Alex jumped nervously when his hand suddenly lifted and cupped her cheek, forcing her to give up her embarrassed study of the entrance to the arbor.

"Look at me," he said in a low, velvety, unfamiliar voice that sent tingles of apprehensive excitement darting up her spine.

Alexandra dragged her eyes to his tanned face. Although no one had ever attempted to seduce or kiss her before, she took one look at the slumberous expression in his heavy-lidded eyes and knew something was in the wind. Instantly wary, she demanded without preamble: "What are you thinking?"

His fingers splayed sensuously across her cheek, and he smiled—a slow, lazy smile that made her heart leap into her throat. "I'm thinking about kissing you."

Alexandra's fevered imagination promptly ran away with itself as she recalled the novels she'd read. When kissed by the man they secretly loved, the heroines invariably swooned, or abandoned their virtue, or blurted out professions of undying love. Terrified that she would make just such a cake of herself, Alexandra gave her head an emphatic shake. "No, really," she croaked. "I—I don't think you should.

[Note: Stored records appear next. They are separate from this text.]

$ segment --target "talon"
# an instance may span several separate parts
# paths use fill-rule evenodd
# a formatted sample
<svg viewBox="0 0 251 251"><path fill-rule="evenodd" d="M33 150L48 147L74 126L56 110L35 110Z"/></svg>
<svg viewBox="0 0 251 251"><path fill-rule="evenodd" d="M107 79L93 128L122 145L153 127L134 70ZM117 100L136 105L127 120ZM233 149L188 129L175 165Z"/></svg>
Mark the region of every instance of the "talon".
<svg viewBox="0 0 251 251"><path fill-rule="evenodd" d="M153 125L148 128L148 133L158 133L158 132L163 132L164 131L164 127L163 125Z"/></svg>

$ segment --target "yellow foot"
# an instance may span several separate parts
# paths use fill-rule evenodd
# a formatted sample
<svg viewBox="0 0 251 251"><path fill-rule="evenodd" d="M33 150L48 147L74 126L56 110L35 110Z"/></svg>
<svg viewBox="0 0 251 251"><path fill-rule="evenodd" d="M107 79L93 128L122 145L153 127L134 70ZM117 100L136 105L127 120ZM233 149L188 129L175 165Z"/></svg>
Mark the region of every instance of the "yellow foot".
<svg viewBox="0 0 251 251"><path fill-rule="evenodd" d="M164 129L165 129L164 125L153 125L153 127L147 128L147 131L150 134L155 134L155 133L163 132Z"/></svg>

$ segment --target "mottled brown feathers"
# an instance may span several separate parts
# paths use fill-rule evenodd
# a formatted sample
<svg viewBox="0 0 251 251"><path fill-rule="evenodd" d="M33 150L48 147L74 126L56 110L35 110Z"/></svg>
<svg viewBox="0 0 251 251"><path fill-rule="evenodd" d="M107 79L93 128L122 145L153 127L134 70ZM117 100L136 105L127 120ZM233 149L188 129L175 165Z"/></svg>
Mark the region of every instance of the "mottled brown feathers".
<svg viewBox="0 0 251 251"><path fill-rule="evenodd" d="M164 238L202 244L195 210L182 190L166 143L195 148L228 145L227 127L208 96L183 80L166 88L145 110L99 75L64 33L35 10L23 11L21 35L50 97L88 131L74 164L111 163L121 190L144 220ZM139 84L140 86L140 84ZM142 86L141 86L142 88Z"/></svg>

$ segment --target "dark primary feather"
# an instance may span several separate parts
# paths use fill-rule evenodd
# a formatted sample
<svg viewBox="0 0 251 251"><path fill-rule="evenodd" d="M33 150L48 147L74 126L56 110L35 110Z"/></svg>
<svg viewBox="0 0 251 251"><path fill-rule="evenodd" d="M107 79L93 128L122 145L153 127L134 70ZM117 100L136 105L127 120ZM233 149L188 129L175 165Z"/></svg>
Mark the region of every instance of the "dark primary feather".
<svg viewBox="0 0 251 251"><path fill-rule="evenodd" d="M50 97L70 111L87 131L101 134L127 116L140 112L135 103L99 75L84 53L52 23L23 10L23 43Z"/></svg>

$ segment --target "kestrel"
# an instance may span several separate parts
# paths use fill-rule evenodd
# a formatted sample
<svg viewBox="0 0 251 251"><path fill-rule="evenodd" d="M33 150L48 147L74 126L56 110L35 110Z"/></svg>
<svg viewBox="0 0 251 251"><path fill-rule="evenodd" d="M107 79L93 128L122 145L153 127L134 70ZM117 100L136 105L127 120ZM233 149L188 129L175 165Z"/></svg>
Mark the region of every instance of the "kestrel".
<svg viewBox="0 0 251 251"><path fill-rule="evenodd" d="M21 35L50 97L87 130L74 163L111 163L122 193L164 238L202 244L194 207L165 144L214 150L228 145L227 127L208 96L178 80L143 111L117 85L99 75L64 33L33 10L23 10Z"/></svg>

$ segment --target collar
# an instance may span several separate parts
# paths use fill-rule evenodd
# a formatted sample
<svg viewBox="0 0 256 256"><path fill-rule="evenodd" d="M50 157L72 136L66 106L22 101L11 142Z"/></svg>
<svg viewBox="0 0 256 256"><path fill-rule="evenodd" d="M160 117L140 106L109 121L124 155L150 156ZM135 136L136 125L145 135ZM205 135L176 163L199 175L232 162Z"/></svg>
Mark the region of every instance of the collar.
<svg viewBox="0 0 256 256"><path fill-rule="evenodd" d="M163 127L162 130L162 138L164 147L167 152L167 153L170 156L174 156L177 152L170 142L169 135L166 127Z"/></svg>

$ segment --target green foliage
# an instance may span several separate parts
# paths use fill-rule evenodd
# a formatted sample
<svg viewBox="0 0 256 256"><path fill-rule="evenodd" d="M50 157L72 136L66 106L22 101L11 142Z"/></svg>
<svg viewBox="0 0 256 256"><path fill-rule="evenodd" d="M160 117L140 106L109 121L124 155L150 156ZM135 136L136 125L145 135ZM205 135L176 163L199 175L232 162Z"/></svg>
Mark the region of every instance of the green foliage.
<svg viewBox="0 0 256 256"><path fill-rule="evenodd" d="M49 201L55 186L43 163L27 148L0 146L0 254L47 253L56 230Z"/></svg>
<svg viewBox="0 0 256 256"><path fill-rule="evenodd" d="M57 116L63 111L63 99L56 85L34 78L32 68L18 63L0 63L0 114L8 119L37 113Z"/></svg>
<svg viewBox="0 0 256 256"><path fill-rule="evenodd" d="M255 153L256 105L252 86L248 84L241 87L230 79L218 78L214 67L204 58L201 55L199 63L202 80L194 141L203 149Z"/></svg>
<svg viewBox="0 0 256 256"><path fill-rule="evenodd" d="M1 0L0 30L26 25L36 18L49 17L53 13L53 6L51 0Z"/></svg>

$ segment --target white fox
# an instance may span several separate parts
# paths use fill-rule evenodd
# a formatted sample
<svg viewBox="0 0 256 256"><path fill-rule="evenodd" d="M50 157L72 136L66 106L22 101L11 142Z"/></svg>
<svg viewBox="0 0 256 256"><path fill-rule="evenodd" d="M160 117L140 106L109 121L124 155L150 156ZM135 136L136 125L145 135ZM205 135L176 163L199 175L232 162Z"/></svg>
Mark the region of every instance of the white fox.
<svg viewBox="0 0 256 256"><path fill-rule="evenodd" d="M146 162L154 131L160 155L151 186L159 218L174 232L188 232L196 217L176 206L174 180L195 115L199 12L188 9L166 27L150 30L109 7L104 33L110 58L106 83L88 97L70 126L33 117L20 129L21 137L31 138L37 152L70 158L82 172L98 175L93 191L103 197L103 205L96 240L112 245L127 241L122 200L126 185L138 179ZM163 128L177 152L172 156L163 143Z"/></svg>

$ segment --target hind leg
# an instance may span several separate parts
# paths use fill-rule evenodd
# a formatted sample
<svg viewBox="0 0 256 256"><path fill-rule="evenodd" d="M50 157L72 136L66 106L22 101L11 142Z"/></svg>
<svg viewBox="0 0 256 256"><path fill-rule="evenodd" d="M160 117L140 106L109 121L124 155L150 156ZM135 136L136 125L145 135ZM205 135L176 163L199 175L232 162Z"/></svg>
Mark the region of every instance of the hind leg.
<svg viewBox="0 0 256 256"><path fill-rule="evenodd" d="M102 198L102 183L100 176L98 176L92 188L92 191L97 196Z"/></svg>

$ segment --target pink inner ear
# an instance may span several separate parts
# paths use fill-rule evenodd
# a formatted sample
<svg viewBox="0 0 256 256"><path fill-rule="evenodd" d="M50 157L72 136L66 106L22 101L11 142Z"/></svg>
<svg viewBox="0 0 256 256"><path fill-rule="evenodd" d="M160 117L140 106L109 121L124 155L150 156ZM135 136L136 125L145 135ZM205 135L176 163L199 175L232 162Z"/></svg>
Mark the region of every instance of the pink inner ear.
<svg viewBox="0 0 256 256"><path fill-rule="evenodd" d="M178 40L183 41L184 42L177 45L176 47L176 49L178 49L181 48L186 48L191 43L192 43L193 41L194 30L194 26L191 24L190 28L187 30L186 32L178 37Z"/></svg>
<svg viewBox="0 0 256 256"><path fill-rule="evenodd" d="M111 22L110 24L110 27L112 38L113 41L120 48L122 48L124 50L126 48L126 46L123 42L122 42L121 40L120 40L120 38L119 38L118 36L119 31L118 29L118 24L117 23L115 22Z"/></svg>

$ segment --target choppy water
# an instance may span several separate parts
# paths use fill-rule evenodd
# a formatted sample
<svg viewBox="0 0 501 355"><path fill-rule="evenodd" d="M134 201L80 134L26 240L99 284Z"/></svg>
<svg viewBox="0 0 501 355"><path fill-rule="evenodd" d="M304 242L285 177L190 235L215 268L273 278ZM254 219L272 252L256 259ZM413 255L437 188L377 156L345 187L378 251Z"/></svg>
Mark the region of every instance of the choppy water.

Not just now. It's very nice of you to offer, but not just now. Perhaps another time when I—"

Ignoring her protests, and struggling to hide his amusement, Jordan put his fingertips beneath her chin and tilted her face up for his kiss.

He closed his eyes. Alexandra's opened wide. He lowered his head. She braced herself to be overcome with ardor. He touched his lips lightly to hers. And then it was over.

Jordan opened his eyes and looked at her to assess her reaction. It was not the naively rapturous one he expected to see. Alexandra's eyes were wide with bewilderment and—yes—disappointment!

Relieved that she hadn't made a fool of herself like the heroines of the novels, Alexandra wrinkled her small nose. "Is that all there is to kissing?" she asked the nobleman whose fiery kisses purportedly made maidens despise their virginity and married women forget their vows.

For a moment, Jordan didn't move; he studied her with heavy-lidded, speculative grey eyes. Suddenly Alexandra saw something exciting and alarming kindle in those silvery eyes. "No," he murmured, "there's more," and his hands encircled her arms, drawing her so close that her breasts almost touched his chest.

His conscience, which Jordan had assumed was long dead, chose that unlikely moment to suddenly assert itself after years of silence. You are seducing a child, Hawthorne! it warned in acid disgust. Jordan hesitated, more from surprise at the unexpected presence of that long-forgotten inner voice than from guilt at his actions. You are deliberately seducing a gullible child into doing your bidding because you don't want to bother taking the time to reason with her.

"What are you thinking now?" Alexandra asked warily.

Several evasions occurred to him, but recalling that she'd scorned polite platitudes, he decided to be truthful. "I'm thinking that I'm committing the unforgivable act of seducing a child."

Alexandra, who was relieved rather than disappointed that his kiss had not affected her, felt laughter bubble up inside of her. "Seducing me?" she repeated with a merry chuckle and shook her head, sending her curly hair into fetching disarray. "Oh, no, you may put your mind at ease on that score. I think I must be made of sterner stuff than most females who swoon from a kiss and abandon their virtue. I," she finished candidly, "was not at all affected by our kiss. Not," she added charitably, "that I thought it was gruesome, for it wasn't, I assure you. It was… quite nice."

"Thank you," Jordan said, straight-faced. "You're very kind." Tucking her hand firmly into the crook of his arm, he turned and led her a few steps into the arbor.